Sebi to align pvt placement norms with Companies Bill

Written by fe Bureau | New Delhi | Updated: Jul 12 2013, 19:08pm hrs
A committee comprising members of the market regulator, the ministry of corporate affairs and members of the apex body of chartered accountants will seek to align Sebi regulations on private placement issued in April with the Companies Bill, 2012. Sources said the ministry of corporate affairs (MCA) has asked the Securities and Exchange Board of India (Sebi) to constitute the committee at the earliest.

The proposed committee will look at plugging any regulatory loopholes between the Sebi regulations and what is outlined in the Companies Bill, 2012, which is expected to be passed by the Rajya Sabha in the upcoming monsoon session of the Parliament.

As per Sebi regulations, a private placement is an issue of shares or of convertible securities by a company to a select group of persons, which is neither a rights issue nor a public issue.

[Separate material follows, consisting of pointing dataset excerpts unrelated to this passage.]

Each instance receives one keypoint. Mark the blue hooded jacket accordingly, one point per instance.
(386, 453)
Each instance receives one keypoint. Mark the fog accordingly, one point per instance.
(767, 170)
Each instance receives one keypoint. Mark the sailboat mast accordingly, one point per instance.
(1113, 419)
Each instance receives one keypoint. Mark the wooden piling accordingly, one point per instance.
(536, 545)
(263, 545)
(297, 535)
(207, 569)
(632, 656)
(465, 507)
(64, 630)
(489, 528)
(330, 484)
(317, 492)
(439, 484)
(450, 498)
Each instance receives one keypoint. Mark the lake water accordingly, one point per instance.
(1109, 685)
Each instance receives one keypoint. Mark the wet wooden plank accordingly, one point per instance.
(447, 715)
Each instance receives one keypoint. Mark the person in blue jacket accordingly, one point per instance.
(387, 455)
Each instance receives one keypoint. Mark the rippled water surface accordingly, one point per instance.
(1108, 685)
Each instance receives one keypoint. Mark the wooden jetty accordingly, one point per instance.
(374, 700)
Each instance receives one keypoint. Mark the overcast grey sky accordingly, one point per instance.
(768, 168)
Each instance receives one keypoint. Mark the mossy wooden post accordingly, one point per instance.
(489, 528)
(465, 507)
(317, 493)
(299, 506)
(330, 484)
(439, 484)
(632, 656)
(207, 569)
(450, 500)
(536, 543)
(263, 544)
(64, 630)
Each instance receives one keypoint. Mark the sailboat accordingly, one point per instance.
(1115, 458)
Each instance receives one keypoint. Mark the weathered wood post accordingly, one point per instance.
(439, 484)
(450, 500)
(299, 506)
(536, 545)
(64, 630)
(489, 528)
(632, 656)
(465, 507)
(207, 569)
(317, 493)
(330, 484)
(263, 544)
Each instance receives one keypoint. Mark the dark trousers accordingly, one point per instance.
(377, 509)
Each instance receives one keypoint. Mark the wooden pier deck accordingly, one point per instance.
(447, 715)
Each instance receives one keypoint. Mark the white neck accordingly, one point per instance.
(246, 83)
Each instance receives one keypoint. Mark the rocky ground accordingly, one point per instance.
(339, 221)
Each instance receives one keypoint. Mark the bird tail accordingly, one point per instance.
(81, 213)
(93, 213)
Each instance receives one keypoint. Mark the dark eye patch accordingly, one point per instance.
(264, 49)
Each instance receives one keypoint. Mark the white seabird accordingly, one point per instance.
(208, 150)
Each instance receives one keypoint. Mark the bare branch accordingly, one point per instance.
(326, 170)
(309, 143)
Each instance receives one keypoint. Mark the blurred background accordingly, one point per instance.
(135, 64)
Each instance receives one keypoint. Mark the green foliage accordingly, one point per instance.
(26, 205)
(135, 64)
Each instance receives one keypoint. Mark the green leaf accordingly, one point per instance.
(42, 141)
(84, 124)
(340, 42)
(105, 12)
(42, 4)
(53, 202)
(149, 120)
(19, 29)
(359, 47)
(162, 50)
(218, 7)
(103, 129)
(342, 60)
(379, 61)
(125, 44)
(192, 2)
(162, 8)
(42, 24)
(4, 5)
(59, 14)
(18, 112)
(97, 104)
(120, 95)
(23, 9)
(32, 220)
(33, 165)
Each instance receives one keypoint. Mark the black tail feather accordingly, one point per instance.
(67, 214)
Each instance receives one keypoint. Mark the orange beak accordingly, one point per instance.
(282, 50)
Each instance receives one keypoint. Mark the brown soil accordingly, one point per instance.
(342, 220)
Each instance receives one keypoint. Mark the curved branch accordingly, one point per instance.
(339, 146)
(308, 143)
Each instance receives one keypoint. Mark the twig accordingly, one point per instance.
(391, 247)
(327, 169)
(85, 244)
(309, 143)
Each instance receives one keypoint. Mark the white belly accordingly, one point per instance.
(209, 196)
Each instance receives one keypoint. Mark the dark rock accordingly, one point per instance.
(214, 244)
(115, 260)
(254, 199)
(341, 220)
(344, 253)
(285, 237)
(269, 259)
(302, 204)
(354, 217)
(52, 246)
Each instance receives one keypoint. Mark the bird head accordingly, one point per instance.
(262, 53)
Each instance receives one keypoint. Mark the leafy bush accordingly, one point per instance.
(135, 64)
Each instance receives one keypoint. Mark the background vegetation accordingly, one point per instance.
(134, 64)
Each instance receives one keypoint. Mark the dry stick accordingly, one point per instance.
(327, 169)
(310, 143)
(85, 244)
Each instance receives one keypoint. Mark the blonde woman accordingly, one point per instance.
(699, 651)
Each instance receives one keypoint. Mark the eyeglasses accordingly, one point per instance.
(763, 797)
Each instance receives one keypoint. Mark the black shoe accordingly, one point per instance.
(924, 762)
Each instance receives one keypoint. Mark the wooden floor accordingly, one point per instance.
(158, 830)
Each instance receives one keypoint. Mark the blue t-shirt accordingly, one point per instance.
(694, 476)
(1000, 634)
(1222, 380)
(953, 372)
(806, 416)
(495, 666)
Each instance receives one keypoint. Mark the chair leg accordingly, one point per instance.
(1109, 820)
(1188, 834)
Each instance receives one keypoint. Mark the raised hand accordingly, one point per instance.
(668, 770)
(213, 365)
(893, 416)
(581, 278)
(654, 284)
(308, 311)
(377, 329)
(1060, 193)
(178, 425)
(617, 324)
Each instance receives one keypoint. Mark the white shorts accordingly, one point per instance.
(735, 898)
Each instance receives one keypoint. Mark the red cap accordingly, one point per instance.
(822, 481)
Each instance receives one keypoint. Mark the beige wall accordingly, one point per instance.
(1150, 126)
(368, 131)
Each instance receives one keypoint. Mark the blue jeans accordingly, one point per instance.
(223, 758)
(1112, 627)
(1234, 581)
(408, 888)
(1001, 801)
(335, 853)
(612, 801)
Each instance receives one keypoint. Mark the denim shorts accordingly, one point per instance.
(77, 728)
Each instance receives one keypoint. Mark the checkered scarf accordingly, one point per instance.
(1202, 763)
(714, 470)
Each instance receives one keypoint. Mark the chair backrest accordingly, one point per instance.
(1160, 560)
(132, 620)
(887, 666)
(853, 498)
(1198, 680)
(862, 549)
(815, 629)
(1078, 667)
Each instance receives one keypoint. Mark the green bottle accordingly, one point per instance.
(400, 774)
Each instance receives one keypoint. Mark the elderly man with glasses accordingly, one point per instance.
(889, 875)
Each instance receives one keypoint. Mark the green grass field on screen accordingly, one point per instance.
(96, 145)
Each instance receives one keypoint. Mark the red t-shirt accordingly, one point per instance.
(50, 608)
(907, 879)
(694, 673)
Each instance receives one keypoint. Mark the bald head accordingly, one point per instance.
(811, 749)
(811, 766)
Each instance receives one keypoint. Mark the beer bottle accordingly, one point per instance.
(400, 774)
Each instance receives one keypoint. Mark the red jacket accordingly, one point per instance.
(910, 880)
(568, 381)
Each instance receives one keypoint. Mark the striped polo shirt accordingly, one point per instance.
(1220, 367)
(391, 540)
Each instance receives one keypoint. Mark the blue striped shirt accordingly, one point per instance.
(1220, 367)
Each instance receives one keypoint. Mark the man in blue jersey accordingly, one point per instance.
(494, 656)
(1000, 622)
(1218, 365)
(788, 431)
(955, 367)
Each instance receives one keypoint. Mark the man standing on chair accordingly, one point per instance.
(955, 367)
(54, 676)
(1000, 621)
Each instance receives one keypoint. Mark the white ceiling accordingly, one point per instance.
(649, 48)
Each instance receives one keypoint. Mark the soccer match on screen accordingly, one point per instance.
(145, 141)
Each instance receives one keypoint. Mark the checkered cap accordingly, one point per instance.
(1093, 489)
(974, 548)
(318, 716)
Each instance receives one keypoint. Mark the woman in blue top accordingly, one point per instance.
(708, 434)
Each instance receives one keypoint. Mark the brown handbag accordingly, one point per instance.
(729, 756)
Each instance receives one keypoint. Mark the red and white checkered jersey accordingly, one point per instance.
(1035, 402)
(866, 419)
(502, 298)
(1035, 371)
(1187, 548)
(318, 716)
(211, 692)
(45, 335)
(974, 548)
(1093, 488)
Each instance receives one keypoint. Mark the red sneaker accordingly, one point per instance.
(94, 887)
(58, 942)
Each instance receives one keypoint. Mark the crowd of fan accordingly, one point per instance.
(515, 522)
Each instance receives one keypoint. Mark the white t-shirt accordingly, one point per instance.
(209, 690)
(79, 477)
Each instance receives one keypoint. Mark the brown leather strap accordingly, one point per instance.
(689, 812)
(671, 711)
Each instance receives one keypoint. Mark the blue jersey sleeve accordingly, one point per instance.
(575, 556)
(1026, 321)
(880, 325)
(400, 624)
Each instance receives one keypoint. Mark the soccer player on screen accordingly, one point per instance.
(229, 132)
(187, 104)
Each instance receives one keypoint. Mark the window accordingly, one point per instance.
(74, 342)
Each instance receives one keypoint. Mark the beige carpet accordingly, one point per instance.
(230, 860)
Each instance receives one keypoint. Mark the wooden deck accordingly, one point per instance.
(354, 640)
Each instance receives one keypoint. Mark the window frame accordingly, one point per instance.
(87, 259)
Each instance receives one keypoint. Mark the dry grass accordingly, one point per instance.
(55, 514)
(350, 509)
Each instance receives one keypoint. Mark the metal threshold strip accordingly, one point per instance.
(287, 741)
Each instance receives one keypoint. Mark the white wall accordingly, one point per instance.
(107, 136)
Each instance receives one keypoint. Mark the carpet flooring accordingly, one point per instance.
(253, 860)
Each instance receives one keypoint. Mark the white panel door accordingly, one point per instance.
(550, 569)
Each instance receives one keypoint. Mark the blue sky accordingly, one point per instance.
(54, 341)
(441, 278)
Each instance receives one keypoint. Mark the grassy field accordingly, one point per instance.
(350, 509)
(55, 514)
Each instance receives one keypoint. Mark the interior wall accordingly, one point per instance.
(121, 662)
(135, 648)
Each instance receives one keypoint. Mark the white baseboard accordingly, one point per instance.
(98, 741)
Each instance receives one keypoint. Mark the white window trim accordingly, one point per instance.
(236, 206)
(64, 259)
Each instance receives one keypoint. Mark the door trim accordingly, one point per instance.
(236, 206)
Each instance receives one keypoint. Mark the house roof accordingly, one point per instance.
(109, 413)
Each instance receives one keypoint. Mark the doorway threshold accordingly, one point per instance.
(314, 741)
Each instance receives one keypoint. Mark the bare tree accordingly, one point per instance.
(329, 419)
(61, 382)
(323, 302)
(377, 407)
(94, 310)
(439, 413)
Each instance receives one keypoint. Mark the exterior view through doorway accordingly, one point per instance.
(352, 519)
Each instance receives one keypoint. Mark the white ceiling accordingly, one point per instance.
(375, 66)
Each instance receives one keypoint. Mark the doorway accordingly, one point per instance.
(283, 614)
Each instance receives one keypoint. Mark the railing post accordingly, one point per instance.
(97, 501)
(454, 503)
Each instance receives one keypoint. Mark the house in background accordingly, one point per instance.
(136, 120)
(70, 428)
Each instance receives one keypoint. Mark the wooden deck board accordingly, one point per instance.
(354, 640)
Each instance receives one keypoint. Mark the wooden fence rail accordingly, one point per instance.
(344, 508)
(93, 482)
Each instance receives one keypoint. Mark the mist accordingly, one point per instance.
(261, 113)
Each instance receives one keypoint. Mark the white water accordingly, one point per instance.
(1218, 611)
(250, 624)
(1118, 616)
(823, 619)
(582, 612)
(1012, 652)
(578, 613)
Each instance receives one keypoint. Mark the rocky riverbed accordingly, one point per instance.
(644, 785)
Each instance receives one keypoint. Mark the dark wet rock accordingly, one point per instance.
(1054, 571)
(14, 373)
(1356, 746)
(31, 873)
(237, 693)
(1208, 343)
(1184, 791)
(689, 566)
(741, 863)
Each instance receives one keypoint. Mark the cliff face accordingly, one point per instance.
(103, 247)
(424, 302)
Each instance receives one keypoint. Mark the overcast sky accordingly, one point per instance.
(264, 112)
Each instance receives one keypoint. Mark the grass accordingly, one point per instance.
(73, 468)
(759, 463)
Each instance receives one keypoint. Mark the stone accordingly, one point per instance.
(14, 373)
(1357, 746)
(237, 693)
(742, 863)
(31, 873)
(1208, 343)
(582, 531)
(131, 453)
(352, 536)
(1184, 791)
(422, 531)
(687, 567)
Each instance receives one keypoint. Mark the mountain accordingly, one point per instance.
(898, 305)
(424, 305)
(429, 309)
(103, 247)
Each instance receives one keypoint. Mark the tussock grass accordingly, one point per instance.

However, as per the provisions of the Companies Bill, 2012, issuance of securities to up to 50 persons or entities would be considered as private placement. Securities include a whole gamut of instruments such as debentures , shares, bonds, or other marketable securities of a like nature, including rights or interest in securities.

If an entity issues securities to persons/entities exceeding this limit, then it will have to make it public under the proposed new company law, said a senior corporate lawyer. The stress in the new Companies Bill, 2012 is on securities and not just shares.The Sebi regulations says private placement of units. These issues can be looked in to by the committee, a company law expert said.

The Companies Bill, 2012, also proposes to place a clear time gap between two private placement. Which means, in a single financial year, any company can only undertake private placement once with up to 50 persons. Overall, any entity can raise money via private placement from a maximum of up to 200 persons. Such restrictions are not visible in the Sebi regulations, the expert said.

Sebi on April 16 had come out with a notification to further amend the Securities and Exchange Board of India (Mutual Funds) Regulations, 1996. In the proposed regulations, Sebi said: Private placement of securities can happen only after prior approval by the board and the trustees. Also, the company shall have to file a placement memorandum with the board at least seven days prior to the launch of the scheme.

Private placement of securities a relatively faster way to raise funds are governed by both the Companies Act and the Sebi regulations. According to official sources, the move to set up a committee by MCA comes amidst rising instance of private placement being misused by various entities for raising of funds from the public.

Instances of entities misusing the private placement route to garner funds have come to light in recent times. Sahara India Real Estate Corp Ltd (SIRECL) and Sahara Housing Investment Corp Ltd (SHICL) which together raised more than R24,000 crore through private issue of securities were found to have violated various provisions of the Companies Act and the Sebi Act. The two companies have been asked by the Supreme Court to refund the money to investors.